Chapter 6, Stream-Processing Patterns Flashcards
What is a stream?
A stream can be defined as a continuous sequence of events ordered by time. The stream consists of a name and version that uniquely identify it, such as StockStream 1.0. All events in a stream have a common message format and structure. For example, StockStream has a JSON format and contains symbol, price, and volume in its structure. Having a consistent format and structure allows events in the stream to be processed in an automated manner, using stream-processing systems. The stream version provides a way to safely modify the structure and evolve the stream over time.
330
What Is Stream Processing?
Stream processing is performing operations on events in motion. It can be as simple as a stateless service consuming events and transforming its event format, or as complex as storing and processing stateful data in memory with low latency and reliability.
In contrast to simple event processing, stream processing supports use cases in which events need to be handled in the order they are generated. Stream-processing patterns can also remember and use previous events when making a decision. For example, detecting if a stock price is continuously increasing over the last five minutes requires remembering previous events and processing them in order, both in real time.
330
What are Streaming Data Processing Patterns and what do they focus on?
Streaming data processing patterns focus on how we can generate useful output by processing real-time events through transformation, filtering, aggregation, and detecting meaningful sequences of events. These capabilities enable cloud native applications to process events on the fly with low latency.
A key performance consideration is avoiding heavy use of persistent data stores. In a cloud native application, the round-trip time of accessing the data store, and the potential for contention, can add significant processing latency to solutions. For some use cases, it is required, but as a general rule of thumb, it should be avoided.
331
Describe the Transformation Pattern
The Transformation pattern helps transform events from an event source and publish them to another system with a different format, structure, or protocol.
332
How does the Transformation Pattern work?

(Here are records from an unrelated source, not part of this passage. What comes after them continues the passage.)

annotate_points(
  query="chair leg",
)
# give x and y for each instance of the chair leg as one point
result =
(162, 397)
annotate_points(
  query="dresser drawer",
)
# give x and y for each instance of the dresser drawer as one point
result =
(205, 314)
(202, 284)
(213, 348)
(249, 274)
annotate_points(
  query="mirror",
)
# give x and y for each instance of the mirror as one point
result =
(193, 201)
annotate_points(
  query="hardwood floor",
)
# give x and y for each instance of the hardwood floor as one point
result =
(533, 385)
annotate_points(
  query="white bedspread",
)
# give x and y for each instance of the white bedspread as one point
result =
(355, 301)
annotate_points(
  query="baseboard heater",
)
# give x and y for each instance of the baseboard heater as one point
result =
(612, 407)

This pattern maps the data of one event to another.
These transformations are often achieved purely with the information contained in the incoming event. But at times these transformations need other patterns, such as the Windowed Aggregation pattern.
332 Figure 6-1. XML-to-JSON transformation
For example, say we are to publish weather events to a third-party system that expects the events in JSON format with a particular structure (Figure 6-1). The relevant data from the incoming event can be extracted and mapped to the new event format. We can achieve this by using JSON and XML libraries, or by using a graphical interface or SQL-based data-mapping approaches provided by stream-processing technologies.
What are some related patterns to the Transformation Pattern?
The Transformation pattern can be combined with other stream data processing patterns, as data transformations can be required for incorporating results of those patterns, such as enriching events with aggregated data.
335
Describe the Filters and Thresholds Pattern
Sometimes we need to filter events based on given conditions, or allow only events with values that fit within a given threshold range. The Filters and Thresholds pattern is useful for extracting only the relevant events we need.
336
How does the Filters and Thresholds Pattern work?
Users provide conditions that match against the incoming events. These conditions can include exact string matches, substring matches, regular expressions, or threshold ranges when it comes to numeric values with comparison operations such as <, <=, >, >=, and ==. Often more than a single condition is required, so those conditions are consolidated by using the AND, OR, and NOT logical operations and parentheses to generate more-complex filter conditions.
This pattern extracts and processes the relevant data from the input event stream by using data-mapping techniques
336 Figure 6-3. Filtering car events based on brand and year
If we are processing a real-time stream of car sales and are interested in only 2010 or newer Toyota vehicles, we can define a filtering condition as shown in Figure 6-3 to emit only events that satisfy the condition.
What are some related patterns to the Filters and Thresholds Pattern?
The Filtering and Thresholds pattern can be applied with all the other stream data processing patterns, as we often need to filter events for those patterns (for example, to aggregate only a particular type of event).
338
Describe the Windowed Aggregation Pattern
The Windowed Aggregation pattern enables us to analyze a collection of events based on a condition. Here, aggregation analysis can include operations like summation, minimum, maximum, average, standard deviation, and count, and the window defines the collection of events used for aggregation.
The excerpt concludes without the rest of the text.